DALL-E 2 creates original images of 1024 x 1024 pixels based on keyword descriptions entered by the user. It can also create images based on objects and styles it sees in other images. For example, it can get a street art image of a mouse next to an art deco version, then combine elements of the two styles into an original rodent image. It also has editing capabilities, meaning a user can erase a portion of a generated image and then tell DALL-E to add a specific object or style in that area. For example, if designers don’t like the expressionistic red roses in the foreground of an image, they can erase them and ask DALL-E to put photo-realistic white orchids instead.
Now the editing interface gets some new buttons to control the expansion of images. In a demo Tuesday, I saw OpenAI engineer David Schnurr expand on an image DALL-E had previously created based on the keywords “two teddy bears mixing sparkling chemicals in a lab.” I saw a sort of steampunk-esque image of two cute teddy bears wearing glasses standing at a lab table in the foreground. Schnurr wanted to expand the image to show more space above the teddy bears. So he placed the bottom half of a blue square over the top left part of the image, which told the AI to use the context of the storybook lab and the atmosphere in the bottom half of the square as the basis for expanding the image to the top half of the square.
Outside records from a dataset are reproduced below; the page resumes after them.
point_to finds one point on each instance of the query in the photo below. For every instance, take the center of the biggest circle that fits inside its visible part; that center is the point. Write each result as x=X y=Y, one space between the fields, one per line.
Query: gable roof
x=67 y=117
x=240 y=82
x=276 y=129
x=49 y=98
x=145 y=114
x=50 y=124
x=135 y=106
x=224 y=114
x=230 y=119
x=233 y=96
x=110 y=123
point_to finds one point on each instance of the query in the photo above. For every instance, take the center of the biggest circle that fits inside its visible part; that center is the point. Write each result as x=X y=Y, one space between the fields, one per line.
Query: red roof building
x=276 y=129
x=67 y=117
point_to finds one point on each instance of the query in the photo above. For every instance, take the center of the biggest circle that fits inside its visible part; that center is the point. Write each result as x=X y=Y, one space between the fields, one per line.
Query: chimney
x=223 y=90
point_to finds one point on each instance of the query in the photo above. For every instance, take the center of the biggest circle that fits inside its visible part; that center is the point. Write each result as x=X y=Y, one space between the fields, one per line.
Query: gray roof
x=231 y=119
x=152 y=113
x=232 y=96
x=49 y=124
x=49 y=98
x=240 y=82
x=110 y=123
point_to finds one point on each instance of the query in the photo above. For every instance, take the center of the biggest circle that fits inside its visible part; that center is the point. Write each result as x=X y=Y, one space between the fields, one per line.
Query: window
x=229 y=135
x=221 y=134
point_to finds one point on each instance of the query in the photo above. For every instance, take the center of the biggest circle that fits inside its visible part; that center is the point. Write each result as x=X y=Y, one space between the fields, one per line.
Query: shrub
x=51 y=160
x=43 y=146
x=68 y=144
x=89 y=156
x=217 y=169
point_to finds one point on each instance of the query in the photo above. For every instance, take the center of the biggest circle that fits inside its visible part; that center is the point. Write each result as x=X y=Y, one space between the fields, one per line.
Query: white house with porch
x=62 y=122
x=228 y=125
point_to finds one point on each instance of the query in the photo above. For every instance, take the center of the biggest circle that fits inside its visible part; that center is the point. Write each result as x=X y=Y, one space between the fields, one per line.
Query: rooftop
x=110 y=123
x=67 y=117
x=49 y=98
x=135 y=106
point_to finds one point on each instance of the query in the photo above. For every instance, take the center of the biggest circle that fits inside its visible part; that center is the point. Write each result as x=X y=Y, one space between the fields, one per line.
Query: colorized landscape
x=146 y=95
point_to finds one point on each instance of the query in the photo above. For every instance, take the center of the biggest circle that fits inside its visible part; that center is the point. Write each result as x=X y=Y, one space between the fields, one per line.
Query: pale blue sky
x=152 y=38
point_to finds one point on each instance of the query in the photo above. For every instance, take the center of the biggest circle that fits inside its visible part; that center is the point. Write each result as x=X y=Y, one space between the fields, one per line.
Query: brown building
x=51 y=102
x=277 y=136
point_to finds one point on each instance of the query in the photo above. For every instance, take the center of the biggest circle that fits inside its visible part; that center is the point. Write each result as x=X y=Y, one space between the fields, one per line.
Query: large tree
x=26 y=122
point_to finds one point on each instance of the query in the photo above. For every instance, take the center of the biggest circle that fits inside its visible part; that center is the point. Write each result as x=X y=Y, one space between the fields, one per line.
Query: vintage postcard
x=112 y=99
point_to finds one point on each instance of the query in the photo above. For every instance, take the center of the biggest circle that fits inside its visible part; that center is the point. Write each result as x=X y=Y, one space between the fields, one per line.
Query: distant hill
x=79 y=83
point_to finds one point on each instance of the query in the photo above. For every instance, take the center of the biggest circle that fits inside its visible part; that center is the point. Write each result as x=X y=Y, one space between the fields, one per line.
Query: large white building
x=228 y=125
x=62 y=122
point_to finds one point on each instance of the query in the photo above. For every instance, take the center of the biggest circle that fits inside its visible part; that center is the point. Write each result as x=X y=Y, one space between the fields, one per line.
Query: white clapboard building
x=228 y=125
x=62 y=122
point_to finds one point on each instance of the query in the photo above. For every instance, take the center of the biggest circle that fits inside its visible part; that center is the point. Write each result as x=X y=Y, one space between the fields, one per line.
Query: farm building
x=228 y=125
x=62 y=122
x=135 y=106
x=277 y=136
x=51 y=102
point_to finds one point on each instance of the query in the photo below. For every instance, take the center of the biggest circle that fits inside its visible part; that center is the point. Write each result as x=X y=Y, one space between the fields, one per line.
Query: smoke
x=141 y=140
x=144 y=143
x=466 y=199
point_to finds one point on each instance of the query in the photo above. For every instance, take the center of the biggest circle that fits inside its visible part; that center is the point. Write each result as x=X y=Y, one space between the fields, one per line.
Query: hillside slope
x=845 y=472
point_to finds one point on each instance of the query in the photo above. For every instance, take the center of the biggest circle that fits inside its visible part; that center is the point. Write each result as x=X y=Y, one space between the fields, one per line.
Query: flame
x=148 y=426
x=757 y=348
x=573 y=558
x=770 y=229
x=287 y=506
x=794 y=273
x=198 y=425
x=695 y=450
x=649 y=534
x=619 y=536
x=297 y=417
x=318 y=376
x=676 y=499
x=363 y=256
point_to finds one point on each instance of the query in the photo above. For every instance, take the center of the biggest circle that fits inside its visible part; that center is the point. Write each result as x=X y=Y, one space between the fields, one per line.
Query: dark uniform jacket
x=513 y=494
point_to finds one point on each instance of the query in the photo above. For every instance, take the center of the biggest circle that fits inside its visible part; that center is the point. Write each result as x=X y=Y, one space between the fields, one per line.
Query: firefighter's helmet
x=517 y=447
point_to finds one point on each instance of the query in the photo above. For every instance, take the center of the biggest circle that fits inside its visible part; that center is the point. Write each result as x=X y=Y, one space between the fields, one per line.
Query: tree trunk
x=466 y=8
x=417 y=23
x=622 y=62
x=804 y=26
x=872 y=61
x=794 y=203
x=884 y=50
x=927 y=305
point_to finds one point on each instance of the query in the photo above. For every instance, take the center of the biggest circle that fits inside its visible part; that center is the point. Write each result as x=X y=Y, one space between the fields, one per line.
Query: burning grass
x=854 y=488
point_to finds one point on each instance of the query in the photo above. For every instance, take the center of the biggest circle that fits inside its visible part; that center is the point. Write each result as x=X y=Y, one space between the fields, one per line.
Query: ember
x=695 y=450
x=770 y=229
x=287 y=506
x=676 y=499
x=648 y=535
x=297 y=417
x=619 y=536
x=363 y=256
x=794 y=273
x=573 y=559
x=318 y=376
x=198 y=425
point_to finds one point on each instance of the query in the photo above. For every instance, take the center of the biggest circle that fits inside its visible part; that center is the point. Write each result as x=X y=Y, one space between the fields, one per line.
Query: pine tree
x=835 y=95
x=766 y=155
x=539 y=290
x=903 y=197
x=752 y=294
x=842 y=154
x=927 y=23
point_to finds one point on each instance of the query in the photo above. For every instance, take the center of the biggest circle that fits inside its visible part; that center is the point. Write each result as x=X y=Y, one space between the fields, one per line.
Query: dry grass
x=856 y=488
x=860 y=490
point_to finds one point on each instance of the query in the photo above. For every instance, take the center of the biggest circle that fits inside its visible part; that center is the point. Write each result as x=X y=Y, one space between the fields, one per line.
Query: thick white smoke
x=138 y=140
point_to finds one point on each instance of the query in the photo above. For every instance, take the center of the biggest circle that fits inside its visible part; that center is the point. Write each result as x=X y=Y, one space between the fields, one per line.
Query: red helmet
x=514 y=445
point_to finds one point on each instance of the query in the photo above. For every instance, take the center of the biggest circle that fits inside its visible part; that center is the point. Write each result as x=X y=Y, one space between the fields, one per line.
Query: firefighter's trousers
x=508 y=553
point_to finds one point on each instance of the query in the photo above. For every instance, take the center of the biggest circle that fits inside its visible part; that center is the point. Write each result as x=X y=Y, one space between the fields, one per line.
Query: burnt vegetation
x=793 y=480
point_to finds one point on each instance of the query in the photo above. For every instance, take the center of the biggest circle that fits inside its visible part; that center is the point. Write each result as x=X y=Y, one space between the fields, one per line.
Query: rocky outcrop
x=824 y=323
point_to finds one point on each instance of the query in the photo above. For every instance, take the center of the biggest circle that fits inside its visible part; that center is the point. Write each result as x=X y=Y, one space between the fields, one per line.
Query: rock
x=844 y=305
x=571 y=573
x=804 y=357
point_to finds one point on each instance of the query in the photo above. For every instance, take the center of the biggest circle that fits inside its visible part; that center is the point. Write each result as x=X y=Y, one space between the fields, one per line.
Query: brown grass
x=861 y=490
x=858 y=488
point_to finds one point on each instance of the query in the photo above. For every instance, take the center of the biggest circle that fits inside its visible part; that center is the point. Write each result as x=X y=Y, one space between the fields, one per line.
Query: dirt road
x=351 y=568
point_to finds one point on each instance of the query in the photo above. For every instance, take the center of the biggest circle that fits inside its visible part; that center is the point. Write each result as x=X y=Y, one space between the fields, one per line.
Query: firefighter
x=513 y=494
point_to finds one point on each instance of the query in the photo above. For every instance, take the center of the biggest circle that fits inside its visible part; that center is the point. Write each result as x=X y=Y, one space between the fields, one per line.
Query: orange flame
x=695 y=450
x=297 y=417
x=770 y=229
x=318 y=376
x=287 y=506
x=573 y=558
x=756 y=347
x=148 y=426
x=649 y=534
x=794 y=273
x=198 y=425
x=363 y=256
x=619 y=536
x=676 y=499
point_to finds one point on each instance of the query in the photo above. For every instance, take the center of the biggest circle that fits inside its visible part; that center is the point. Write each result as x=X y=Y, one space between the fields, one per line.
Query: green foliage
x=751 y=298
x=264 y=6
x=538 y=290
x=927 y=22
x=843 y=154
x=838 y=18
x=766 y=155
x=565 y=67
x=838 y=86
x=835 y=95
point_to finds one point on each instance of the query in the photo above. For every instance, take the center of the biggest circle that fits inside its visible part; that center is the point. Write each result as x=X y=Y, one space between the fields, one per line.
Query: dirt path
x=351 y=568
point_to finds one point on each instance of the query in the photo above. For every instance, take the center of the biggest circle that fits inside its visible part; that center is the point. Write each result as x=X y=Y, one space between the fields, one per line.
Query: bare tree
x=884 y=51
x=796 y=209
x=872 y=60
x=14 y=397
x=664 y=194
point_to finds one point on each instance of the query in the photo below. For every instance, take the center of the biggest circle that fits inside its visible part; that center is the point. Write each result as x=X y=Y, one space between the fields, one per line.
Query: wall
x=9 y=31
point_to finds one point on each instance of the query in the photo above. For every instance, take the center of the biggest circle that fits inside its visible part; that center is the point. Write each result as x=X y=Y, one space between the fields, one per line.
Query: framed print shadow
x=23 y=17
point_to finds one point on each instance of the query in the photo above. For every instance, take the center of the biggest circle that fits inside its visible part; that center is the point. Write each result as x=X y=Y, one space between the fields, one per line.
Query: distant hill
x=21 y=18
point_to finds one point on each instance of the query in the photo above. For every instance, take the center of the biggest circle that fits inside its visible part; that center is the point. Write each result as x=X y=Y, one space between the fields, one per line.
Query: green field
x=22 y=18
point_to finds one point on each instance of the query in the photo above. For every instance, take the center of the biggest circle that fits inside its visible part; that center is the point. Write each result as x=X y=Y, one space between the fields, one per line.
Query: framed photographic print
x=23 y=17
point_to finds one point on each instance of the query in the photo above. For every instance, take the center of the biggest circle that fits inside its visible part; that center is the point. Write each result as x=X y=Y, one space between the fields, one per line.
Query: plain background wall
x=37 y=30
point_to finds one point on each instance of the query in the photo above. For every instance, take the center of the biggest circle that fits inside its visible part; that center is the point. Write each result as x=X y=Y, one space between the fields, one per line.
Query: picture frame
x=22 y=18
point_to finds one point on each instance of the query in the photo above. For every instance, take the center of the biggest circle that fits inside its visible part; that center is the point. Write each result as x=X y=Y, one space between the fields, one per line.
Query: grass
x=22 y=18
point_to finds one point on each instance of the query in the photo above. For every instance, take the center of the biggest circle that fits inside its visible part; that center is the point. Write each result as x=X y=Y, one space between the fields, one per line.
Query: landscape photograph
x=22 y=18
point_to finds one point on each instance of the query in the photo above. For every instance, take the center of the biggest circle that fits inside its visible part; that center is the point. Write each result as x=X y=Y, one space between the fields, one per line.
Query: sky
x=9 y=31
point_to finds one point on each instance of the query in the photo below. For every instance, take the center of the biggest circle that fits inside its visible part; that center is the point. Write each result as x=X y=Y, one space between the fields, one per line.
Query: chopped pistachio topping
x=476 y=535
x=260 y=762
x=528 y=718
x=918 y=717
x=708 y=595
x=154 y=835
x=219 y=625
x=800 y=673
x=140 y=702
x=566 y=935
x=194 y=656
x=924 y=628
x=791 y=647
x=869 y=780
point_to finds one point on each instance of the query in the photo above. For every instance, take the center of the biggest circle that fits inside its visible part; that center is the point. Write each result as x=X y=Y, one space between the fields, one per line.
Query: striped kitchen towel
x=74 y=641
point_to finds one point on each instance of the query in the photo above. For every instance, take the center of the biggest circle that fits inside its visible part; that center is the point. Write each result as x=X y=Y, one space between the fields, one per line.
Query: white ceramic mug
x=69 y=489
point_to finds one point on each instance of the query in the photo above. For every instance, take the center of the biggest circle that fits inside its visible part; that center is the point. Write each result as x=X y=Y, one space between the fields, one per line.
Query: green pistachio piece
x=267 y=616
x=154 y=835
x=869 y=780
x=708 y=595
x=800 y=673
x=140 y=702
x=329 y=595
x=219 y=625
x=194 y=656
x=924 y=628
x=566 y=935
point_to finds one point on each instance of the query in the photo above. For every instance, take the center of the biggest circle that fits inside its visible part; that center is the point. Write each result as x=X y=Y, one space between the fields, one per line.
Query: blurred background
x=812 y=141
“We add more kind of laboratory concepts to the image, and then we can also expand upwards and really ordinary create an image as large as we would like,” says Schnurr.
Suppose Schnurr had wanted DALL-E to include something specific in the expanded area of the image, such as a cuckoo clock hanging on the wall above the bears. He could have done that by giving DALL-E some extra keywords.
Actually, Schnurr tells me, DALL-E creates four different versions of the extended area for the user to choose from. If they don’t like one of the four, they can try the extension feature again, maybe with different keywords.
DALL-E Product Manager Joanne Jang says the new feature was powered directly by feedback from DALL-E users. Filmmakers use DALL-E to cut storyboard time in half, says Jang. They may want to experiment with shots that are closer or wider during the creative process. Game designers use DALL-E to reduce the time it normally takes to create new scenes and actions with concept artists.
The painting feature is not a free add-on. Every DALL-E beta user gets 50 free credits during the first month of use and 15 free credits every following month. Each time a user generates an additional portion of an image, it costs a credit. Users can purchase additional credits in Generation 115 packs for $15, OpenAI says.
Jang says more than a million users have been invited to the DALL-E beta program, including more than 3,000 working artists. As a result, OpenAI has received many different kinds of feedback on how to improve the DALL-E’s tools.
But one question seemed to cut right across user types, Jang adds: “I think among all those feedback points, one thing that was asked quite often was a flexibility in aspect ratios,” she says.